On December 6, Moody's, an international rating agency, lowered its forecast for the global shipping industry. Moody's believes that the peak of the shipping industry has passed, but it will still be stronger than before the outbreak led to the interruption of the supply chain.

Although the demand of the shipping market is still slightly higher than the supply, Moody's has lowered the outlook of the shipping industry for the next 12-18 months from "positive" to "stable". Moody's said that the reason for lowering the shipping outlook was that the market situation of the shipping industry was "still stable" considering the very strong cash flow this year, rather than the deterioration of the business environment, but it was unlikely to be better than the current situation in the next 12-18 months.

Daniel harlid, vice president and senior analyst of Moody's, said: "the high demand for goods has overwhelmed the supply chain, and the revenue of container ships and dry bulk carriers is at a record level. However, we expect the profit of shipping companies to decline from this year's peak next year, but still remain high."

According to the report, the market demand for commodities and bulk commodities is still high in 2022, but since it has peaked in 2021, it is expected that the growth will "slow down" next year, and record profits and cash flow have been used to repay debts. However, considering the limited number of new ships delivered by the shipping industry next year, the growth of supply and demand will maintain a general balance, and the growth of demand may be slightly higher than the growth of transport capacity, which will help to keep the freight rate at a high level.

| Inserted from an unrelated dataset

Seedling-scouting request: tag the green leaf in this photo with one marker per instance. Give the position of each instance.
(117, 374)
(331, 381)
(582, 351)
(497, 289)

Moody's believes that the integration of container transportation companies contributes to the stability of the industry. In 2008, the transportation capacity of the top five container transportation companies accounted for only 38% of the whole container transportation industry, but it has increased to 65% this year.

Meanwhile, strong demand for iron ore, coal and crops will push up bulk carrier freight rates. Moody's pointed out that under the bottleneck of the supply chain, the average freight rate of bulk carriers has increased by 143% in the past 12 months. In addition, the oil demand is expected to pick up, but the tanker rent is still low, the performance of the tanker company has hit the bottom, and Moody's expects the tanker to grow steadily in the next 12 months.

Moody's also said that the capital expenditure of shipping companies will continue to increase. As shipping companies begin to deal with stricter environmental regulations that will gradually take effect from 2023, orders for ships with more energy conservation and lower emissions will continue to be the theme in 2022. It is expected that the shipping industry will spend a lot of money to replace existing old ships.